EPSRC Reference: EP/X014738/1
Title: Modelling the rheology of biopolymers and sustainable food systems: exploring new challenges for soft matter research
Principal Investigator: Ilg, Dr P
Other Investigators:
Researcher Co-Investigators:
Project Partners:
ETH Zurich
Department: Mathematics and Statistics
Organisation: University of Reading
Scheme: Overseas Travel Grants (OTGS)
Starts: 01 January 2024 Ends: 31 May 2024 Value (£): 49,420
EPSRC Research Topic Classifications:
Complex fluids & soft solids
EPSRC Industrial Sector Classifications:
Related Grants:
Panel History:  
Summary on Grant Application Form
From sustainable food systems and meat replacements to cosmetics and healthcare products, biopolymers play an absolutely crucial part for our present and future daily lives. While transferring our knowledge from soft matter science and synthetic polymers to biopolymers and food systems has so far been concentrated on equilibrium properties, this project explores the possibilities and challenges for tackling their nonequilibrium dynamics and flow behaviour (rheology).

Since processing and extrusion are integral parts in the preparation of food systems and sustainable food is often delicate to process, progress in our understanding and modelling will help to prepare better and healthier products.

On the other hand, the difficulties encountered in successfully modelling the rheology of such food systems will allow us to formulate and focus on novel challenges for basic research in soft matter science.

For concreteness, we will focus on methyl cellulose as one of the most widely used biopolymers. Methyl cellulose is a cellulose derivative that is water soluble and often used as a gelling agent. The gel is formed by a network structure of methyl cellulose fibrils. This network is sensitive to temperature, allowing the system to flow much more easily at lower temperatures. During food processing and extrusion of methyl cellulose, the polymers experience a history of complicated strong and weak deformations as well as significant temperature variations. These conditions are rather different than the standard rheological tests in controlled-flow rheometers at constant temperatures. Since most synthetic polymers do not form complicated structures, the information gained from this test is often sufficient to formulate models of polymer rheology that work successfully also in more complicated situations. It is, however, far from obvious that the same holds true for biopolymers, due to the more complicated, flow- and temperature- sensitive structures they form.

With this project, we want to explore the progress that can be made in modelling the rheology of methyl cellulose under conditions relevant for food processing. Now is a good time for attempting this task due to recent advances in soft matter science with regard to modelling, simulation and coarse graining.
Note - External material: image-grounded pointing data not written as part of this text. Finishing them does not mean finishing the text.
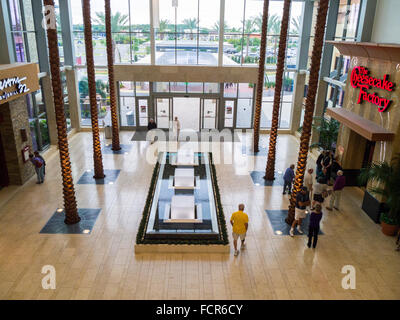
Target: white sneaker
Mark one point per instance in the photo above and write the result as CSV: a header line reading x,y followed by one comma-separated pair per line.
x,y
299,230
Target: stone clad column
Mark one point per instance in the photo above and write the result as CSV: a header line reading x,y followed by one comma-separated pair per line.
x,y
73,98
298,101
15,117
50,113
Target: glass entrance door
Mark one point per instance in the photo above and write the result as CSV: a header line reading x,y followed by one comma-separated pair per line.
x,y
163,107
209,113
188,112
229,113
142,111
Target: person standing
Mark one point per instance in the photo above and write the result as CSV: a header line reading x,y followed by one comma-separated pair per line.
x,y
313,228
176,127
335,168
302,201
338,186
38,164
150,126
240,224
288,178
320,192
309,181
37,154
319,162
327,165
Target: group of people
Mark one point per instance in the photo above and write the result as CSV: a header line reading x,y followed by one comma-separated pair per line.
x,y
39,164
330,181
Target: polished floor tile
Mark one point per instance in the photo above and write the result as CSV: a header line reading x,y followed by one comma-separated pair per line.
x,y
103,264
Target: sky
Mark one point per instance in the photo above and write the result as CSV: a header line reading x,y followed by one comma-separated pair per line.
x,y
209,10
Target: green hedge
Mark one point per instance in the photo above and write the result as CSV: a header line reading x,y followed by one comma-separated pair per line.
x,y
223,235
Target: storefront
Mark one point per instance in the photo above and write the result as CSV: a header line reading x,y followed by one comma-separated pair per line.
x,y
17,82
370,117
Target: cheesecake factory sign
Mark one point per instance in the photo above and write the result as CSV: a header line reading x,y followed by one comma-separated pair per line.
x,y
17,80
360,78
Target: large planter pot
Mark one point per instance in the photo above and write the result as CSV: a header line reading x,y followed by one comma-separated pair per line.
x,y
389,229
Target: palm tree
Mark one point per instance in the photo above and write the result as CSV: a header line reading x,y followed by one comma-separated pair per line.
x,y
270,169
118,24
274,28
387,176
328,131
110,61
97,156
310,104
70,206
190,24
162,27
260,80
118,21
295,26
217,26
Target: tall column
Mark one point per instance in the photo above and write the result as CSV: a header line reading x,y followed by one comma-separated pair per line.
x,y
70,206
97,155
14,118
73,97
7,54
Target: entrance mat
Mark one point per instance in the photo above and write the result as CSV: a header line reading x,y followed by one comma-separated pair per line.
x,y
110,177
125,149
280,227
56,224
258,179
184,136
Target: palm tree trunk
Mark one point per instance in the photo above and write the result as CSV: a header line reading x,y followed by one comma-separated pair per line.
x,y
70,206
270,169
260,79
97,157
110,59
310,105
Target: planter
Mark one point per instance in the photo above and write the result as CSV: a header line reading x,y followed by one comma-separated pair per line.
x,y
389,229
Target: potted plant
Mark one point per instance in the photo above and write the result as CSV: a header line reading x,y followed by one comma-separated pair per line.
x,y
387,177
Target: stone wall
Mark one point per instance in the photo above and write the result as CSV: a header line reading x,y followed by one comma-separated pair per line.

Starting with the nonequilibrium computer simulations of a detailed model of methyl cellulose, we first follow standard approaches to study shear-induced structure formation and the relation to rheological characteristics. Using modern approaches to nonequilibrium thermodynamics, we will consistently coarse grain the computationally expensive molecular model. Importantly, the coarse grained model contains internal variables that give important information on the nonequilibrium microstructure relevant for flow properties. The coarse grained model will then be studied under different conditions, like complex flow fields and varying temperature. The theoretical works will be complemented by experiments on methyl cellulose. Both, standard rheometers and in-house extruders will be used to study their flow behaviour. Comparing theoretical and experimental findings will allow us to assess achievements and shortcomings of this approach. From analysing the shortcomings, we want to identify novel challenges for basic research in soft matter science that could become an exciting and fruitful focus of future work.